Detection Methods for CVE-2026-41247
Indicators of Compromise
- Unusual process spawning from the web server process (e.g., www-data, apache, or nginx user)
- Shell commands or unexpected binaries executed with web server privileges
- HTTP requests to elFinder endpoints containing suspicious characters in the bg parameter (semicolons, backticks, $(), pipe characters)
- Unexpected outbound network connections from the web server
Detection Strategies
- Monitor web application logs for requests to elFinder resize endpoints containing shell metacharacters in parameters
- Implement Web Application Firewall (WAF) rules to detect and block command injection patterns in HTTP parameters
- Deploy endpoint detection solutions that monitor for anomalous child processes spawned by web server processes
- Audit ImageMagick command execution logs for malformed or suspicious command arguments
Monitoring Recommendations
- Enable detailed logging for elFinder operations, particularly image processing functions
- Configure alerting for any shell command execution originating from the web server user context that doesn't match expected patterns
- Monitor for creation of new files in web-accessible directories by the web server process
- Implement network egress filtering and monitor for unexpected outbound connections from web server hosts
How to Mitigate CVE-2026-41247
Immediate Actions Required
- Upgrade elFinder to version 2.1.67 or later immediately
- If immediate upgrade is not possible, disable the resize functionality or restrict access to the elFinder endpoint
- Consider switching from the ImageMagick CLI backend to a safer alternative that doesn't invoke shell commands
- Review access controls and ensure elFinder is not exposed to untrusted users or the public internet
Patch Information
The vulnerability has been fixed in elFinder version 2.1.67. Organizations should update to this version or later to remediate the vulnerability. The fix implements proper escaping and sanitization of the bg parameter before it is incorporated into shell commands.

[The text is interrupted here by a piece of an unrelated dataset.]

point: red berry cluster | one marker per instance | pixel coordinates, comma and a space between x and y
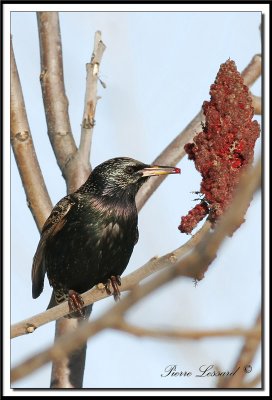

For more information about the patch, see the GitHub Security Advisory.
Workarounds
- Disable the image resize functionality if not required for business operations
- Restrict access to elFinder endpoints using network-level controls (firewall rules, IP whitelisting)
- Switch to a non-CLI image processing backend that doesn't invoke shell commands (e.g., GD library or Imagick PHP extension)
- Implement WAF rules to filter requests containing shell metacharacters in the bg parameter
# Example: Restrict access to elFinder in Apache
<Location "/path/to/elfinder">
Require ip 10.0.0.0/8
Require ip 192.168.0.0/16
</Location>
Disclaimer: This content was generated using AI. While we strive for accuracy, please verify critical information with official sources.